In Texas, it is not uncommon for certain insect pests to invade entire neighborhoods in the millions where they pose a tremendous nuisance to residents. These types of large scale insect pest invasions occur in response to particular climatic conditions and breeding patterns. For example, an entire population of moisture-dependent insects often abandon areas affected by drought in order to migrate en masse to more hospitable conditions in neighboring urban areas.
Love bugs are well known for invading populated areas in east and central Texas during May and September, but this does not occur every year. This is because the soil where female love bugs deposit their eggs must remain moist for the full nine month developmental period in order for healthy offspring to emerge and feed on dead grass and other sources of vegetation in urban and suburban areas. If a dry spell occurs during the ninth month developmental period, large scale lovebug invasions will not occur.
Texas field crickets are well known among residents for invading urban and suburban areas almost every year throughout much of the state. Female crickets lay eggs in firm soil during the fall, and the eggs overwinter before hatching nymphs come spring. Cricket nymphs develop into winged adults over the summer, and by fall, they indulge in mating flights, which brings them into urban and suburban areas where they gravitate toward artificial lights like street, porch and indoor lights. In recent years, the largest and longest lasting cricket outbreaks in Texas have occurred in the central part of the state. Last fall, some Austin businesses closed in response to the hazardous number of crickets in the city, including dead crickets matted to pavement, which makes walkways dangerously slippery.

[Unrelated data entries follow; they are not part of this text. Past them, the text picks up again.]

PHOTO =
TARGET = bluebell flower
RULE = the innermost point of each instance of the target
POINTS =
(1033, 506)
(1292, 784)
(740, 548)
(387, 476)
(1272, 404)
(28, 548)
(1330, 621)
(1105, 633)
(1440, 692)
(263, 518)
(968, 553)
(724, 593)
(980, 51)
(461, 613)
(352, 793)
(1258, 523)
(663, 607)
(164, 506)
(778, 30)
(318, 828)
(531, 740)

It is unknown how climatic conditions influence the survival rate of cricket eggs. Some reputable sources state that fall cricket swarms are heaviest following wet springs and dry summers, while others state that the thickest swarms occur following dry conditions during both the spring and summer seasons. However, last year’s relatively heavy cricket outbreak in central Texas occurred after a particularly dry spring and summer season. While cricket eggs need moisture to survive, it has been theorized that dry conditions may allow a relatively high number of cricket eggs and nymphs to survive into fall because the fungal disease organisms that are known for killing eggs and nymphs die off in response to dry weather.
Have you ever slipped on a paved surface that had become caked with dead bugs?